YM: I’ve learned a lot of what I feel towards music making by screwing around with edits. I think it relates to the circular listening practice again. “Listening” as in this manyfold event – I might like eight bars off a track because the melody is beautiful. Or perhaps because it sparks an emotional connection which is unrelated to the mechanics of the melody itself. Maybe it’s just one of those moments in a track you need to scroll back on again and again because for some reason it’s hooked onto you. Or perhaps there’s a joke in the title. There could be plenty of reasons but that thing’s got tension.

And I like observing that tension change and travel and transform when paired or worked on. I love seeing something carry on someplace else, and investigating its boundaries, and I love the occasional humour. Sometimes something crosses just right and the emergence feels both surprising and ordained.
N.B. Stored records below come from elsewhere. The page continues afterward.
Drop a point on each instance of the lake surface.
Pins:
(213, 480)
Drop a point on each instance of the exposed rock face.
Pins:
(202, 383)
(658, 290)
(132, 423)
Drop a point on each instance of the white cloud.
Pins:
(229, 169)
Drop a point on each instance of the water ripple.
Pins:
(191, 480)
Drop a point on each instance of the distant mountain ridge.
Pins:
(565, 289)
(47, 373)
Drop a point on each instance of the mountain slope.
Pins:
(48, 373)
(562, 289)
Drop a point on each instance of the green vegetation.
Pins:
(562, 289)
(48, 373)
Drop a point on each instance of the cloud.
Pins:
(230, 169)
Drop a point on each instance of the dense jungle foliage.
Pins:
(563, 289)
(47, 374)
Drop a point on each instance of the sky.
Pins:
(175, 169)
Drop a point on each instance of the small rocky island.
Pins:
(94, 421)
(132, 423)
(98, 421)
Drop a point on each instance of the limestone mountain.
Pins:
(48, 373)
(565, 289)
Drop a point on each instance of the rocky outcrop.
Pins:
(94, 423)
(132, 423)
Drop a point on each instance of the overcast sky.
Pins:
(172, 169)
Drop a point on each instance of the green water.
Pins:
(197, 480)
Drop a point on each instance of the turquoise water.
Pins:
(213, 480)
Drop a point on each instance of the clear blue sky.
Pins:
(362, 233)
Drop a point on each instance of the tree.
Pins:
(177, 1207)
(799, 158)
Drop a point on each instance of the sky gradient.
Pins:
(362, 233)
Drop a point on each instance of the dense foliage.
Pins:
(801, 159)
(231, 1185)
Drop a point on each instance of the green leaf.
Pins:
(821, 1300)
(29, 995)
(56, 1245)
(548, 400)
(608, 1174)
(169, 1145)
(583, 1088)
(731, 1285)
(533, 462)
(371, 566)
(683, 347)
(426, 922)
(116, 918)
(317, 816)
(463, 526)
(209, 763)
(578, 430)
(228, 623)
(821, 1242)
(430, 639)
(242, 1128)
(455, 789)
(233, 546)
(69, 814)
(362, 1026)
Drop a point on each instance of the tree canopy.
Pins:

Other than that I’d say another reason I focused on edits is that I enjoy touching the material of people I might (even if loosely) share space with.

A lot of edits I’ve made are borderline disrespectful spins on friends’ music. I like to rearrange and respond, and I like to immerse myself in others’ music. The same goes for remixes, the foundation I stand on is mainly the other artists’ actions. Perhaps this relates to that notion of responsibility I mentioned before, influence is something I pull within and without of myself: in-fluence. I do this out of instinct, but in concrete terms it’s also a counterpoint and a conscious response to the hack-and-take method, which sources a thing from its universe regardless of a thing’s -ness.

**If it had a location, where would the Radio Unnameable be?

YM: Nowhere, it’s slinking around sideways. Although while working on it, I had two spaces in my mind which popped up often: one was the spot of vision just at the corner of my eye, the other is a stream of radio signals sweeping high up through the air on a clear night. **

Yantan Ministry’s Radio Unnameable was released via Yegorka on October 23.